Les grands cuipos, arbre typique de ces forêts tropicales sèches, abritent eux le perroquet de Guayaquil, l'un des symboles de la ville dont seuls 60 individus vivent encore en liberté, selon les experts.
Les champignons foisonnent. Certains sont pourpres ou gluants, d'autres noirs et fins, affublés du surnom de "doigt de l'homme mort" du fait de leur ressemblance avec des griffes semblant sortir de terre.
Au sud, la colline blanche est bordée d'une trentaine de lotissements d'un quartier de classes supérieures.
Sur le versant nord, c'est un autre monde, celui des bidonvilles du "Mont Sinaï" et de la "Cité de Dieu", les enclaves les plus pauvres d'une ville particulièrement inégalitaire, en proie aux violences du narcotrafic.

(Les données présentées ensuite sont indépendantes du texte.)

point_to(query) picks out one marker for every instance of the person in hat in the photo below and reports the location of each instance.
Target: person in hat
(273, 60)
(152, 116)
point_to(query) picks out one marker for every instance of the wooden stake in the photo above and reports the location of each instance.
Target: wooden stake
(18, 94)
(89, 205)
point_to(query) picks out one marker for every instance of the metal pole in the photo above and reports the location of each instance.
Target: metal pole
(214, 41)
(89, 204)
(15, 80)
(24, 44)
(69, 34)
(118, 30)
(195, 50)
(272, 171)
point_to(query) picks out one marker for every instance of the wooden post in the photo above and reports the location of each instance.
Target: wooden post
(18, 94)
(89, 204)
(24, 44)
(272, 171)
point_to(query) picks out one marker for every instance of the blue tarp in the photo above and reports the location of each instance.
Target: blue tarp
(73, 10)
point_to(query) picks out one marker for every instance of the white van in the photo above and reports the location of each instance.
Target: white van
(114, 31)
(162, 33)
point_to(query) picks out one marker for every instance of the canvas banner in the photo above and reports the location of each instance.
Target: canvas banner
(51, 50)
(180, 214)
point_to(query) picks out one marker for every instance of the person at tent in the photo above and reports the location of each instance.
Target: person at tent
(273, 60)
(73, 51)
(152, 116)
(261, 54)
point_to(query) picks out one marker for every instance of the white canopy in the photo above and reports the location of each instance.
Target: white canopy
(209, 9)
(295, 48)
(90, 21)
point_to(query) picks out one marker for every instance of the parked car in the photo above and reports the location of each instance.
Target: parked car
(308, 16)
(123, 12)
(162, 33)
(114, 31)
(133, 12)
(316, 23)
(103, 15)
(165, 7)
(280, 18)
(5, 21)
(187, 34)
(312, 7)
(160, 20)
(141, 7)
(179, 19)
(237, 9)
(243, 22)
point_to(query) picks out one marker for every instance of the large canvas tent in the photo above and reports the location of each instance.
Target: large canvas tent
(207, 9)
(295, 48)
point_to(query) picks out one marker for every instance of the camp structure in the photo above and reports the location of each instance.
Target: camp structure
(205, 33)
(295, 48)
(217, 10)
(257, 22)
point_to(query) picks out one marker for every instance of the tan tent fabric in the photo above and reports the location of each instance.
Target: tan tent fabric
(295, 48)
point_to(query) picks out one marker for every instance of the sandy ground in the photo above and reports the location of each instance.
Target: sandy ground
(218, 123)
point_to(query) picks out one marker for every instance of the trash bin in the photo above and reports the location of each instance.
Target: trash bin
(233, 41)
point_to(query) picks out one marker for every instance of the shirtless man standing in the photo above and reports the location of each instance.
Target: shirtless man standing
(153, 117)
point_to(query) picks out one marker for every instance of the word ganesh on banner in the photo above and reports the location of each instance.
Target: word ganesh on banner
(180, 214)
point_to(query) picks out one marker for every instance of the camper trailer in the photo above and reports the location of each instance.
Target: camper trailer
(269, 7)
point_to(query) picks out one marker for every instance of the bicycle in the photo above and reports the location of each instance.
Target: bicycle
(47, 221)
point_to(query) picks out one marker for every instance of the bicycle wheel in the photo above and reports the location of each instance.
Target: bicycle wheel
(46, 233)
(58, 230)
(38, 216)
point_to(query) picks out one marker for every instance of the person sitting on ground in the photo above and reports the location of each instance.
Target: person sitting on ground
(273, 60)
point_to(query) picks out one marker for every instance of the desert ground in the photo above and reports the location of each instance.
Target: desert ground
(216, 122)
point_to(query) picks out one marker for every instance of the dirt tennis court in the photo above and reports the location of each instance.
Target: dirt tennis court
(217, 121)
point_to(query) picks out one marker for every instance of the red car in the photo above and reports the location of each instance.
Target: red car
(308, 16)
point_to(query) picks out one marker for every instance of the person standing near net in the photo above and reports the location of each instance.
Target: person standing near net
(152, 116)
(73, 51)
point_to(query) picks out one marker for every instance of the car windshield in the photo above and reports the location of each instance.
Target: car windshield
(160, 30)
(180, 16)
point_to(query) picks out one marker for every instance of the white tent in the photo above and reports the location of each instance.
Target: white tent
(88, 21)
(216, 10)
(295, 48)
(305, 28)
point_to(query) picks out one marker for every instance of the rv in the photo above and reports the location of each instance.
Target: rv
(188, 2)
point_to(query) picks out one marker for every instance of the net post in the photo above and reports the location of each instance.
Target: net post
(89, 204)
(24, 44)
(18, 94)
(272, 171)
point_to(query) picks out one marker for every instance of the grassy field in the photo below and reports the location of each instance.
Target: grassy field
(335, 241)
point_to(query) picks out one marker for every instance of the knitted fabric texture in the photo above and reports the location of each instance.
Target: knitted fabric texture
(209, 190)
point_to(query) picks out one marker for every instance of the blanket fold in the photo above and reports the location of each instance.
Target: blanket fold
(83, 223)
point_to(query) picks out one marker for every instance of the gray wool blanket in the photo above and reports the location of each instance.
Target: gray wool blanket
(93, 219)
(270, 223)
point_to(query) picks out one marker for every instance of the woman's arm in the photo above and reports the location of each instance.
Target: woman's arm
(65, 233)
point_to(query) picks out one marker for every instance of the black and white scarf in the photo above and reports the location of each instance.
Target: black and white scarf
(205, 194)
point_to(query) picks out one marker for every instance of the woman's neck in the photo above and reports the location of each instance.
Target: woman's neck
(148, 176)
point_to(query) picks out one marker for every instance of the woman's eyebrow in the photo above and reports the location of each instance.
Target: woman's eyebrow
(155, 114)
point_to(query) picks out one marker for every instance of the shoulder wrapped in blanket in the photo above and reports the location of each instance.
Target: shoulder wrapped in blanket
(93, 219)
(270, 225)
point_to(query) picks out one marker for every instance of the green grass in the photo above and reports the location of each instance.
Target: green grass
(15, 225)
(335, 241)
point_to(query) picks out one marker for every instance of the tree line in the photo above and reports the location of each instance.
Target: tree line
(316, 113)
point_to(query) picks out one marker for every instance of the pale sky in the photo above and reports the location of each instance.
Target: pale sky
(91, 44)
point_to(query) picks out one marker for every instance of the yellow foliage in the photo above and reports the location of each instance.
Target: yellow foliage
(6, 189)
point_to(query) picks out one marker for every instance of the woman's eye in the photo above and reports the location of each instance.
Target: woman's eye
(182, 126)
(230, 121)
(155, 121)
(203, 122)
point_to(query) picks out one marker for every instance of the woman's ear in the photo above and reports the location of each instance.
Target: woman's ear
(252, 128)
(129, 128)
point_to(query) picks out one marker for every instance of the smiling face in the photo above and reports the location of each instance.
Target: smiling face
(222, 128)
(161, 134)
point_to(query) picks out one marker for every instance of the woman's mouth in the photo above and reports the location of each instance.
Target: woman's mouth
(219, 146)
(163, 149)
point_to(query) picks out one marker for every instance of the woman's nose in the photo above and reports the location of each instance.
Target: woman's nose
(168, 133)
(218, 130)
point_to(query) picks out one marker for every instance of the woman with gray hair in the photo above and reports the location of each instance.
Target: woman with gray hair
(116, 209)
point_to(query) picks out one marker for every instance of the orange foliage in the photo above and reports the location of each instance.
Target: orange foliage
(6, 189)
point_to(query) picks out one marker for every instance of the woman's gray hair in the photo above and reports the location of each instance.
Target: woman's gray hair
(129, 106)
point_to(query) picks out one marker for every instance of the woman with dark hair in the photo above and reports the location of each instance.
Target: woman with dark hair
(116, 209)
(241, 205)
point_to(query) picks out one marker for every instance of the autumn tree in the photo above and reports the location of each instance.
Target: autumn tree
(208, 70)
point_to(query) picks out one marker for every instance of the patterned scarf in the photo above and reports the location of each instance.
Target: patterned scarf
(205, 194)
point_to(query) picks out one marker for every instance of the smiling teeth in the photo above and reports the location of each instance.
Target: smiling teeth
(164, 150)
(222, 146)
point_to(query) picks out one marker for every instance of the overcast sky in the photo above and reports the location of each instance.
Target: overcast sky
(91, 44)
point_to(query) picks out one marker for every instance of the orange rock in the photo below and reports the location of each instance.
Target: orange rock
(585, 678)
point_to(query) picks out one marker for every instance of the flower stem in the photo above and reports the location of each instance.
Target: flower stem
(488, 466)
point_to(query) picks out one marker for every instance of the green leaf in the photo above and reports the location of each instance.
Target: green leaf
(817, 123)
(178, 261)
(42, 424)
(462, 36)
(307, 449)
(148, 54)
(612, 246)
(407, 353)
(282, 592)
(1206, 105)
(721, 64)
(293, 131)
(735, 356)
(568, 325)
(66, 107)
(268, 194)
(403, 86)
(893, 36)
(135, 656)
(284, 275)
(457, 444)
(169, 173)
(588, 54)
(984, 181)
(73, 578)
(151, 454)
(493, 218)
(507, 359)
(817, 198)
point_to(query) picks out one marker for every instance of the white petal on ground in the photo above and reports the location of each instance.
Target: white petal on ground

Ce secteur est le plus dangereux et les deux uniques gardes forestiers, sans armes, chargés de sa surveillance sont impuissants face aux incendies volontaires et aux squatteurs qui grignotent inexorablement la forêt avec leurs habitations de fortune.
Si le poumon vert de la ville peine toujours plus à respirer sous la pression urbaine, ses visiteurs continuent à s'émerveiller de sa biodiversité.
"On est tombés sur un chat géant", s'éblouit Saul Vivero, chanceux vététiste qui a aperçu au hasard d'un sentier un jaguarondi, félin à longue queue et à la fourrure brune.
Aujourd'hui, touristes et promeneurs parcourent les sentiers de la réserve en tentant de photographier sa faune insaisissable.
En 2022, environ 13.000 personnes, dont 15% d'étrangers, ont visité la forêt, selon la Fondation Probosque.
La responsable du tourisme de la fondation, Romina Escudero, regrette cependant le manque de soutien de la municipalité. "Tout ce qu'ils ont fait, c'est mettre un panneau sur la route avec le nom de la forêt".